- Born: 21 December 1845 Sault-au-Récollet, Montreal, Quebec
- Died: 1 August 1918 (aged 72) Rochester, Minnesota
- Burial place: Montreal, Quebec
- Occupation: Physician
- Known for: Founder of Hôpital Notre-Dame

= Emmanuel-Persillier Lachapelle =

Emmanuel-Persillier Lachapelle (21 December 1845 - 1 August 1918) was a Canadian physician and founder of the Hôpital Notre-Dame in Montreal, Quebec.

==Biography==
Lachapelle was born on 21 December 1845 in Sault-au-Récollet to Pierre Persillier, dit Lachapelle, and Zoé Toupin. He attended the Petit Séminaire de Montréal, followed by the Montreal School of Medicine and Surgery. Upon graduating in 1869, he began working as a physician at the Hôtel-Dieu de Montréal.

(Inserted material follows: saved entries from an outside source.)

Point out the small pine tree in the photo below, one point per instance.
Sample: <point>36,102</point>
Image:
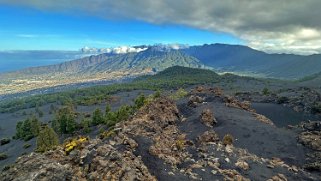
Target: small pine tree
<point>107,110</point>
<point>140,101</point>
<point>265,91</point>
<point>65,122</point>
<point>47,139</point>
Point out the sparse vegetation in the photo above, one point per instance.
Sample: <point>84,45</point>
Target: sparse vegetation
<point>282,100</point>
<point>3,156</point>
<point>170,78</point>
<point>316,108</point>
<point>27,145</point>
<point>107,134</point>
<point>180,93</point>
<point>27,129</point>
<point>98,117</point>
<point>74,143</point>
<point>265,91</point>
<point>4,141</point>
<point>228,139</point>
<point>64,122</point>
<point>47,139</point>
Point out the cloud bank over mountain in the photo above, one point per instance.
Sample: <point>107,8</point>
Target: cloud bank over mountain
<point>291,26</point>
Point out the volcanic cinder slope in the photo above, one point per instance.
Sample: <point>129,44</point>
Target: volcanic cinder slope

In parallel with his medical career, he was editor of L'Union médicale du Canada from 1876 to 1877. He joined the editorial committee from 1878 to 1882.

In 1878, his career as a physician brought him to teach to medical students at the Université Laval de Montréal. He later became dean of this university's faculty of medicine in 1908.

On 27 July 1880, he officially founded Hôpital Notre-Dame in Montreal, Quebec. In 1899, the hospital acquired an X-ray machine, and a radiology suite was built.

Lachapelle died on 1 August 1918 in Rochester, Minnesota, and was buried in Montreal a few days later.